Rather unwise to place the future of Whitgift into the hands of anyone other than the best urban designers, architects and landscape designers. I do hope that it ends up a lot greener than Boxpark.
“Rather unwise to place the future of Whitgift into the hands of anyone other than the best urban designers, architects and landscape designers.”
But Lewis, the Whitgift Foundation and Gavin Barwell impose Westfield on Croydon town centre, its businesses and people.
One hopes that the Foundation, advised by Lord B will work out that it is worth employing the best business and design brains to come up with a golden egg of a mixed development, that will fund their future prosperity. Surely they can’t be getting much return from a half empty precinct, and still having to pay out each month for the security, business rates, mending the roof, loo cleaning etc etc??
Unfortunately that council isn’t interested in any green space other than to sell it off and concrete over it. There’s absolutely no chance of any green developments sadly. Croydon is just a concrete jungle, a very depressing place these days.

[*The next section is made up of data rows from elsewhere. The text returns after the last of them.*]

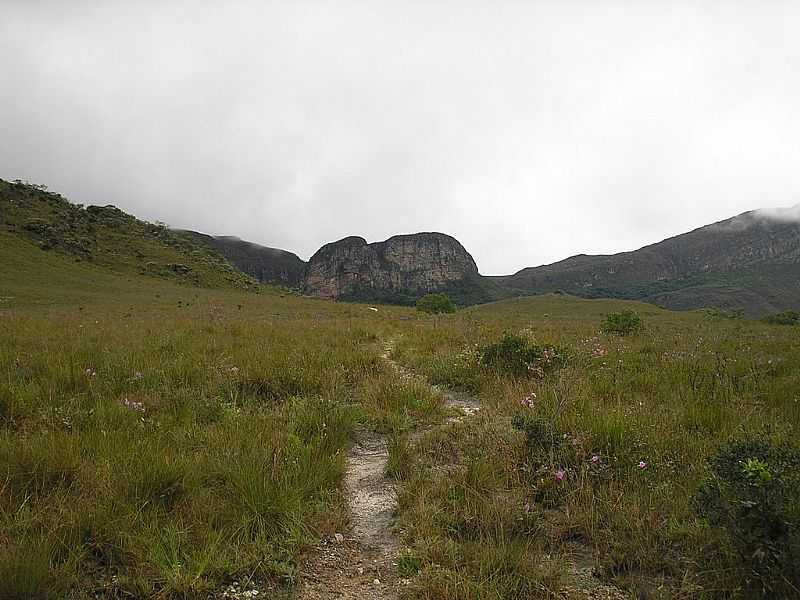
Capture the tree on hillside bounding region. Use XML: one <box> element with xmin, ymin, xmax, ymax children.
<box><xmin>417</xmin><ymin>294</ymin><xmax>456</xmax><ymax>315</ymax></box>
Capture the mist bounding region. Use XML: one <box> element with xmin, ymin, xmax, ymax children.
<box><xmin>0</xmin><ymin>0</ymin><xmax>800</xmax><ymax>274</ymax></box>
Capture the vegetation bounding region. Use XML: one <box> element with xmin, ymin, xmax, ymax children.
<box><xmin>695</xmin><ymin>438</ymin><xmax>800</xmax><ymax>598</ymax></box>
<box><xmin>0</xmin><ymin>213</ymin><xmax>800</xmax><ymax>600</ymax></box>
<box><xmin>0</xmin><ymin>179</ymin><xmax>256</xmax><ymax>288</ymax></box>
<box><xmin>601</xmin><ymin>310</ymin><xmax>643</xmax><ymax>335</ymax></box>
<box><xmin>764</xmin><ymin>310</ymin><xmax>800</xmax><ymax>325</ymax></box>
<box><xmin>481</xmin><ymin>333</ymin><xmax>564</xmax><ymax>377</ymax></box>
<box><xmin>417</xmin><ymin>294</ymin><xmax>456</xmax><ymax>315</ymax></box>
<box><xmin>396</xmin><ymin>296</ymin><xmax>800</xmax><ymax>598</ymax></box>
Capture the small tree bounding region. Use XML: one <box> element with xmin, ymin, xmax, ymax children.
<box><xmin>417</xmin><ymin>294</ymin><xmax>456</xmax><ymax>315</ymax></box>
<box><xmin>764</xmin><ymin>310</ymin><xmax>800</xmax><ymax>325</ymax></box>
<box><xmin>601</xmin><ymin>310</ymin><xmax>643</xmax><ymax>335</ymax></box>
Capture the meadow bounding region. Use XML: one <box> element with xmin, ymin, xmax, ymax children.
<box><xmin>0</xmin><ymin>234</ymin><xmax>800</xmax><ymax>599</ymax></box>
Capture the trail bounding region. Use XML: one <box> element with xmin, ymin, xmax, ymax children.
<box><xmin>298</xmin><ymin>340</ymin><xmax>630</xmax><ymax>600</ymax></box>
<box><xmin>300</xmin><ymin>434</ymin><xmax>400</xmax><ymax>600</ymax></box>
<box><xmin>299</xmin><ymin>340</ymin><xmax>480</xmax><ymax>600</ymax></box>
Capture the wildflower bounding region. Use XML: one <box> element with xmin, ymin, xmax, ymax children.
<box><xmin>122</xmin><ymin>398</ymin><xmax>144</xmax><ymax>412</ymax></box>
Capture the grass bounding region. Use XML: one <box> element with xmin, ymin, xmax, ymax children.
<box><xmin>0</xmin><ymin>224</ymin><xmax>800</xmax><ymax>599</ymax></box>
<box><xmin>395</xmin><ymin>296</ymin><xmax>800</xmax><ymax>598</ymax></box>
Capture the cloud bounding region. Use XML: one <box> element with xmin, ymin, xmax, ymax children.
<box><xmin>0</xmin><ymin>0</ymin><xmax>800</xmax><ymax>273</ymax></box>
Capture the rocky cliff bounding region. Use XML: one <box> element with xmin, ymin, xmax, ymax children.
<box><xmin>303</xmin><ymin>233</ymin><xmax>486</xmax><ymax>302</ymax></box>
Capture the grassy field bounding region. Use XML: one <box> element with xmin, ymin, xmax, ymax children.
<box><xmin>0</xmin><ymin>233</ymin><xmax>800</xmax><ymax>599</ymax></box>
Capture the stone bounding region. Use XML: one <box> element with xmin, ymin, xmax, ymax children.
<box><xmin>303</xmin><ymin>233</ymin><xmax>479</xmax><ymax>300</ymax></box>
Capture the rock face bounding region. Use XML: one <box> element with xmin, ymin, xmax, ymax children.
<box><xmin>304</xmin><ymin>233</ymin><xmax>480</xmax><ymax>302</ymax></box>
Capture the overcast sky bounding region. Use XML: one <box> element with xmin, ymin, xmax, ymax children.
<box><xmin>0</xmin><ymin>0</ymin><xmax>800</xmax><ymax>274</ymax></box>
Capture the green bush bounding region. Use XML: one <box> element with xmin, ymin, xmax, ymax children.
<box><xmin>693</xmin><ymin>439</ymin><xmax>800</xmax><ymax>598</ymax></box>
<box><xmin>481</xmin><ymin>333</ymin><xmax>564</xmax><ymax>377</ymax></box>
<box><xmin>417</xmin><ymin>294</ymin><xmax>456</xmax><ymax>315</ymax></box>
<box><xmin>511</xmin><ymin>413</ymin><xmax>563</xmax><ymax>453</ymax></box>
<box><xmin>764</xmin><ymin>310</ymin><xmax>800</xmax><ymax>325</ymax></box>
<box><xmin>601</xmin><ymin>310</ymin><xmax>643</xmax><ymax>335</ymax></box>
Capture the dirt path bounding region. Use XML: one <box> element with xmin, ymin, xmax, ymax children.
<box><xmin>299</xmin><ymin>341</ymin><xmax>480</xmax><ymax>600</ymax></box>
<box><xmin>299</xmin><ymin>434</ymin><xmax>400</xmax><ymax>600</ymax></box>
<box><xmin>299</xmin><ymin>340</ymin><xmax>629</xmax><ymax>600</ymax></box>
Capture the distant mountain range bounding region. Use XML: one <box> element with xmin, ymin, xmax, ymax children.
<box><xmin>189</xmin><ymin>205</ymin><xmax>800</xmax><ymax>316</ymax></box>
<box><xmin>0</xmin><ymin>180</ymin><xmax>800</xmax><ymax>316</ymax></box>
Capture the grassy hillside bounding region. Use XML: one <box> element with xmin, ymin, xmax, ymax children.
<box><xmin>500</xmin><ymin>207</ymin><xmax>800</xmax><ymax>316</ymax></box>
<box><xmin>0</xmin><ymin>224</ymin><xmax>800</xmax><ymax>600</ymax></box>
<box><xmin>182</xmin><ymin>231</ymin><xmax>306</xmax><ymax>287</ymax></box>
<box><xmin>0</xmin><ymin>180</ymin><xmax>255</xmax><ymax>288</ymax></box>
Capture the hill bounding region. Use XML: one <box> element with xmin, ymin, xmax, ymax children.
<box><xmin>0</xmin><ymin>180</ymin><xmax>256</xmax><ymax>288</ymax></box>
<box><xmin>184</xmin><ymin>231</ymin><xmax>306</xmax><ymax>287</ymax></box>
<box><xmin>493</xmin><ymin>206</ymin><xmax>800</xmax><ymax>315</ymax></box>
<box><xmin>303</xmin><ymin>233</ymin><xmax>496</xmax><ymax>305</ymax></box>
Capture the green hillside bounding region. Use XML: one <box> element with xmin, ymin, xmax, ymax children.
<box><xmin>0</xmin><ymin>180</ymin><xmax>256</xmax><ymax>289</ymax></box>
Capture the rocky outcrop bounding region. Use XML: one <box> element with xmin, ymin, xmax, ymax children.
<box><xmin>303</xmin><ymin>233</ymin><xmax>481</xmax><ymax>302</ymax></box>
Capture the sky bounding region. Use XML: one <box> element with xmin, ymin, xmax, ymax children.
<box><xmin>0</xmin><ymin>0</ymin><xmax>800</xmax><ymax>274</ymax></box>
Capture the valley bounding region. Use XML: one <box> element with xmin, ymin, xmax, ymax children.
<box><xmin>0</xmin><ymin>210</ymin><xmax>800</xmax><ymax>599</ymax></box>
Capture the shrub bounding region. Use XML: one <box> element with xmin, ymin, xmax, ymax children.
<box><xmin>511</xmin><ymin>413</ymin><xmax>563</xmax><ymax>453</ymax></box>
<box><xmin>764</xmin><ymin>310</ymin><xmax>800</xmax><ymax>325</ymax></box>
<box><xmin>481</xmin><ymin>333</ymin><xmax>564</xmax><ymax>377</ymax></box>
<box><xmin>693</xmin><ymin>439</ymin><xmax>800</xmax><ymax>598</ymax></box>
<box><xmin>417</xmin><ymin>294</ymin><xmax>456</xmax><ymax>315</ymax></box>
<box><xmin>601</xmin><ymin>310</ymin><xmax>643</xmax><ymax>335</ymax></box>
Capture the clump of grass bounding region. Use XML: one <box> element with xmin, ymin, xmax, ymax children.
<box><xmin>481</xmin><ymin>333</ymin><xmax>565</xmax><ymax>377</ymax></box>
<box><xmin>386</xmin><ymin>432</ymin><xmax>413</xmax><ymax>480</ymax></box>
<box><xmin>357</xmin><ymin>372</ymin><xmax>444</xmax><ymax>432</ymax></box>
<box><xmin>693</xmin><ymin>439</ymin><xmax>800</xmax><ymax>598</ymax></box>
<box><xmin>764</xmin><ymin>310</ymin><xmax>800</xmax><ymax>325</ymax></box>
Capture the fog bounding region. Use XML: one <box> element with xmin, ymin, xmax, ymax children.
<box><xmin>0</xmin><ymin>0</ymin><xmax>800</xmax><ymax>274</ymax></box>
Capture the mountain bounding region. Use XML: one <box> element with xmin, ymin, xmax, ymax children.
<box><xmin>0</xmin><ymin>180</ymin><xmax>800</xmax><ymax>316</ymax></box>
<box><xmin>0</xmin><ymin>179</ymin><xmax>257</xmax><ymax>288</ymax></box>
<box><xmin>186</xmin><ymin>231</ymin><xmax>306</xmax><ymax>287</ymax></box>
<box><xmin>303</xmin><ymin>233</ymin><xmax>493</xmax><ymax>304</ymax></box>
<box><xmin>492</xmin><ymin>205</ymin><xmax>800</xmax><ymax>315</ymax></box>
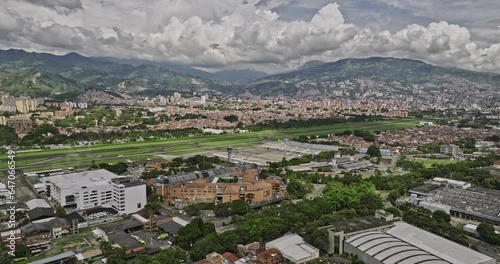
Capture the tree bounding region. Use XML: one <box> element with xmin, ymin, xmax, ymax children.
<box><xmin>189</xmin><ymin>233</ymin><xmax>224</xmax><ymax>260</ymax></box>
<box><xmin>366</xmin><ymin>145</ymin><xmax>382</xmax><ymax>158</ymax></box>
<box><xmin>56</xmin><ymin>205</ymin><xmax>66</xmax><ymax>218</ymax></box>
<box><xmin>99</xmin><ymin>241</ymin><xmax>126</xmax><ymax>264</ymax></box>
<box><xmin>432</xmin><ymin>210</ymin><xmax>451</xmax><ymax>223</ymax></box>
<box><xmin>0</xmin><ymin>243</ymin><xmax>14</xmax><ymax>264</ymax></box>
<box><xmin>476</xmin><ymin>222</ymin><xmax>500</xmax><ymax>245</ymax></box>
<box><xmin>0</xmin><ymin>125</ymin><xmax>17</xmax><ymax>146</ymax></box>
<box><xmin>286</xmin><ymin>179</ymin><xmax>307</xmax><ymax>199</ymax></box>
<box><xmin>177</xmin><ymin>218</ymin><xmax>215</xmax><ymax>250</ymax></box>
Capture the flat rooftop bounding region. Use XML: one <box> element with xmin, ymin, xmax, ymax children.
<box><xmin>424</xmin><ymin>187</ymin><xmax>500</xmax><ymax>218</ymax></box>
<box><xmin>386</xmin><ymin>222</ymin><xmax>495</xmax><ymax>264</ymax></box>
<box><xmin>44</xmin><ymin>169</ymin><xmax>118</xmax><ymax>189</ymax></box>
<box><xmin>108</xmin><ymin>231</ymin><xmax>142</xmax><ymax>250</ymax></box>
<box><xmin>266</xmin><ymin>234</ymin><xmax>319</xmax><ymax>262</ymax></box>
<box><xmin>322</xmin><ymin>216</ymin><xmax>392</xmax><ymax>234</ymax></box>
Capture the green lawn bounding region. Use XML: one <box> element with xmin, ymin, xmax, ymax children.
<box><xmin>200</xmin><ymin>137</ymin><xmax>263</xmax><ymax>147</ymax></box>
<box><xmin>6</xmin><ymin>119</ymin><xmax>420</xmax><ymax>171</ymax></box>
<box><xmin>413</xmin><ymin>158</ymin><xmax>458</xmax><ymax>168</ymax></box>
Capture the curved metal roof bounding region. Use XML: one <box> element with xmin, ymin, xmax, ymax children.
<box><xmin>346</xmin><ymin>232</ymin><xmax>450</xmax><ymax>264</ymax></box>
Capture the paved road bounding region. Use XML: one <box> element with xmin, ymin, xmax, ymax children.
<box><xmin>0</xmin><ymin>141</ymin><xmax>262</xmax><ymax>172</ymax></box>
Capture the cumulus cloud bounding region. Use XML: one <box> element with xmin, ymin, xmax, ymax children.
<box><xmin>18</xmin><ymin>0</ymin><xmax>83</xmax><ymax>14</ymax></box>
<box><xmin>0</xmin><ymin>0</ymin><xmax>500</xmax><ymax>72</ymax></box>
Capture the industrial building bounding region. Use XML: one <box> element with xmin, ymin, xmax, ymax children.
<box><xmin>320</xmin><ymin>216</ymin><xmax>394</xmax><ymax>255</ymax></box>
<box><xmin>344</xmin><ymin>222</ymin><xmax>495</xmax><ymax>264</ymax></box>
<box><xmin>409</xmin><ymin>178</ymin><xmax>500</xmax><ymax>225</ymax></box>
<box><xmin>266</xmin><ymin>234</ymin><xmax>319</xmax><ymax>264</ymax></box>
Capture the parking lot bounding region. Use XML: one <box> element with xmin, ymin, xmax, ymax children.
<box><xmin>131</xmin><ymin>230</ymin><xmax>172</xmax><ymax>249</ymax></box>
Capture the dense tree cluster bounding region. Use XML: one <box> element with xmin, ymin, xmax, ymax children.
<box><xmin>0</xmin><ymin>125</ymin><xmax>18</xmax><ymax>146</ymax></box>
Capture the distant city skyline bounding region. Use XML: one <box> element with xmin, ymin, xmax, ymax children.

Roger Wade, purveyor of noodles in foil cartons and flat beer is the answer to the city centre’s retail dilemma? Give us a break.
I think we need someone better at towns than him in charge of rejuvinating Croydon’s centre. Who that is I don’t know. But please, not Roger of the poor toilets.
Simple question. Has Boxpark repaid any of the loan initially provided byCroydon Council?
Simple answer: according to the council, they have made every necessary repayment.
Question now becomes “do I trust the Councils figures”.
The main tag line for the owner of Boxpark is that the town centre redevelopment is a large step up.
Based on the success of Boxpark however I think the LA would be foolish not to involve the man in some way shape or form as retail as we know is due a seismic shift and he is very much on the forefront of understanding what that shift needs to be.
I’d also much rather him than a US private equity fund or a European corporate who only have a 5 year plan to seek a juicy return to their shareholders/investors.